Help Center/ ModelArts/ API Reference/ Training Management/ Terminating a Training Job
Updated on 2024-06-20 GMT+08:00

Terminating a Training Job

Function

This API is used to terminate a training job. Only jobs in the creating, awaiting, or running state can be terminated.

Debugging

You can debug this API through automatic authentication in API Explorer or use the SDK sample code generated by API Explorer.

URI

POST /v2/{project_id}/training-jobs/{training_job_id}/actions

Table 1 Path Parameters

Parameter

Mandatory

Type

Description

project_id

Yes

String

Project ID. For details, see Obtaining a Project ID and Name.

training_job_id

Yes

String

ID of a training job.

Request Parameters

Table 2 Request body parameters

Parameter

Mandatory

Type

Description

action_type

Yes

String

Operation request for a training job. If this parameter is set to terminate, the training job is terminated.

Response Parameters

Status code: 202

Table 3 Response body parameters

Parameter

Type

Description

kind

String

Training job type, which is job by default. Options:

  • job: training job

metadata

JobMetadata object

Metadata of a training job.

status

Status object

Status of a training job. You do not need to set this parameter when creating a job.

algorithm

JobAlgorithmResponse object

Algorithm used by a training job. The options are as follows:

  • id: Only the algorithm ID is used.

  • subscription_id+item_version_id: The subscription ID and version ID of the algorithm are used.

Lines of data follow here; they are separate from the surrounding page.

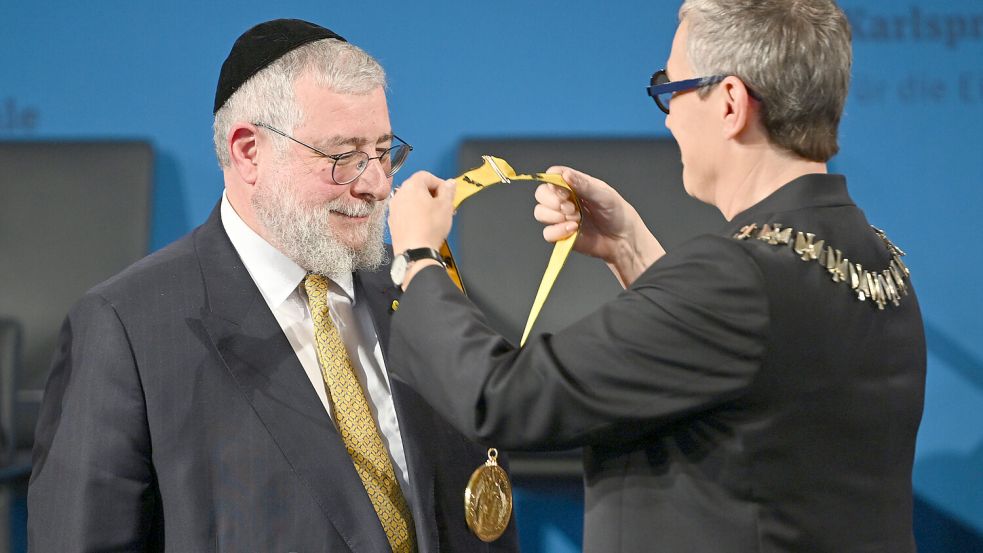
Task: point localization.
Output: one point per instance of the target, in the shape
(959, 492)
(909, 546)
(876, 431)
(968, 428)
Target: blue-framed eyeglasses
(349, 166)
(661, 89)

  • code_dir+boot_file: The code directory and boot file of the training job are used.

tasks

Array of TaskResponse objects

List of tasks in heterogeneous training jobs.

spec

spec object

Specifications of a training job.

Table 4 JobMetadata

Parameter

Type

Description

id

String

Training job ID, which is generated and returned by ModelArts after the training job is created.

name

String

Name of a training job. The value must contain 1 to 64 characters consisting of only digits, letters, underscores (_), and hyphens (-).

workspace_id

String

Workspace where a job is located. The default value is 0.

description

String

Training job description. The value must contain 0 to 256 characters. The default value is NULL.

create_time

Long

Time when a training job was created, in milliseconds. The value is generated and returned by ModelArts after a training job is created.

user_name

String

Username for creating a training job. The username is generated and returned by ModelArts after a training job is created.

annotations

Map<String,String>

Advanced configuration of a training job. Options:

  • job_template: Template RL (heterogeneous job)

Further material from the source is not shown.